Native Codex memory is fine for stable preferences, but Jason's argument is that anything important should be serialized into a file system — in his case, an Obsidian vault kept as a GitHub repo. A top-level agents.md instructs Codex to update the relevant pages as work progresses. The vault holds rolling context: people, decisions, open loops, project state. If a thread dies or compacts badly, the knowledge survives.

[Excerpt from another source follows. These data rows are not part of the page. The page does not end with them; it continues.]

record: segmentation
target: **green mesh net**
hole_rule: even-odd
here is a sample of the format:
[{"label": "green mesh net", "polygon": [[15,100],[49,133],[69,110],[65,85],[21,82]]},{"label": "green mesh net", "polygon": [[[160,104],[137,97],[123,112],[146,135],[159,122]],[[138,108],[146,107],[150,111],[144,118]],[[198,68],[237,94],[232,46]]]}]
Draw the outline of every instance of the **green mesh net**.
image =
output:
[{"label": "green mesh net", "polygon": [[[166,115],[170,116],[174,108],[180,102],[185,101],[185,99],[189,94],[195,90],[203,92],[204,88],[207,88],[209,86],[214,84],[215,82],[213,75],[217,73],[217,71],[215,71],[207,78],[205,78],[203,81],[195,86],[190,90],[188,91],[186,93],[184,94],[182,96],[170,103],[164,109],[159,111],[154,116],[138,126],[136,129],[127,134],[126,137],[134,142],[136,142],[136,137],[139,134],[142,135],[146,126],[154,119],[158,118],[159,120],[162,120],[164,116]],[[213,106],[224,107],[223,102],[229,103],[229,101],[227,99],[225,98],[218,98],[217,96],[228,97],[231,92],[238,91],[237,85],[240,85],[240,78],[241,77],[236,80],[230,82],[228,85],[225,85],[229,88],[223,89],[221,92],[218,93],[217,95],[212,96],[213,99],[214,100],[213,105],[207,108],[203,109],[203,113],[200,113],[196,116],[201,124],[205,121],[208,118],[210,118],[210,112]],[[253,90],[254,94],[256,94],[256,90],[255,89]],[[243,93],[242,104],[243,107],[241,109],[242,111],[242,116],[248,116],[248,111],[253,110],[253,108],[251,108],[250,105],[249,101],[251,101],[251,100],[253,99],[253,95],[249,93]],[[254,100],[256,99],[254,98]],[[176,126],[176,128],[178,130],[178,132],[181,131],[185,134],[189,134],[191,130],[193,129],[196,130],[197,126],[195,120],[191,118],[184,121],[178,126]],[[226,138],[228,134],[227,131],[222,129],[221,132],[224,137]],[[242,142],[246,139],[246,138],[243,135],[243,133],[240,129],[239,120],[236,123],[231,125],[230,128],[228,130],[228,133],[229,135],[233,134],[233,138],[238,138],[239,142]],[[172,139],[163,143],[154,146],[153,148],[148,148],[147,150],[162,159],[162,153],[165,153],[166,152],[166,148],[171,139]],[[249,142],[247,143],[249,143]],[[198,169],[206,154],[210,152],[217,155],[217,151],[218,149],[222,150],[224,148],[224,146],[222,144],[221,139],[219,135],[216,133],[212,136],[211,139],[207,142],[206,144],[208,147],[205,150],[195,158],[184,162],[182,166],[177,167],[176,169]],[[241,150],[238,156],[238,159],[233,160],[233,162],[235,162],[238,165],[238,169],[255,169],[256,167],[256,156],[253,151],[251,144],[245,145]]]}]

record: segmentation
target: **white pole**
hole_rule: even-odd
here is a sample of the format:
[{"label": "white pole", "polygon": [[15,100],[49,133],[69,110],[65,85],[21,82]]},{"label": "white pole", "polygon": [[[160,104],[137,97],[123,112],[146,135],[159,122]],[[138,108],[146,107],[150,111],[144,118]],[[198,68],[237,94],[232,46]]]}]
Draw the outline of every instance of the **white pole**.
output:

5. Tools: Computer Use and Browser Use
Tools turn Codex into an evidence gatherer.
Computer use is for files, logs, CSVs, slides, PDFs — anything that lives locally. Browser use is for live documents or sources elsewhere. Connectors (Slack, Gmail, GitHub, Notion, Vercel) are for information that lives in other systems. Understanding which environment fits which task is itself a key skill.

6. Remote Control
Steer long-running work from your phone without reopening the whole project.
Codex is now a full feature in the ChatGPT mobile app. For most people this doesn't mean doing everything from their phone — it means capturing intent while ideas are fresh, redirecting a thread on the go, or steering work that's running over hours without having to sit at a desk. Same principle as steer, but for much longer time horizons.

7. Heartbeats
Scheduled or trigger-based check-ins that keep threads running without you.
A heartbeat is a recurring wake-up for a thread — every 30 minutes, every hour, or tied to a specific event. Jason's chief of staff thread checks Slack and Gmail every 30 minutes to surface unanswered messages. On an animation project, he had Codex check a Slack thread every 15 minutes for feedback, re-render on new comments, and post the result back — crossing Slack, ReMotion, and computer use in one continuous loop.

8. Goals
When success is knowable and verifiable, /goal keeps the agent pushing.
The /goal feature (now available in both Codex and Claude Code) keeps an agent working toward a specific, verifiable success criterion in a way a normal prompt won't. This one is big enough for its own episode — one is coming later in the week.

9. The Side Panel
"The side panel is where Codex stops being only a chat app."
Jason sees the side panel as the most underrated part of Codex. It does three jobs: inspecting artifacts, operating web services, and reviewing changes. The key is that it lets you inspect and annotate while the agent is still working — parallel processing rather than waiting for a full stop. Which, as Jason frames it, is really the thesis of all nine tips: how do you keep the loop running instead of turning it into an endless series of handoffs?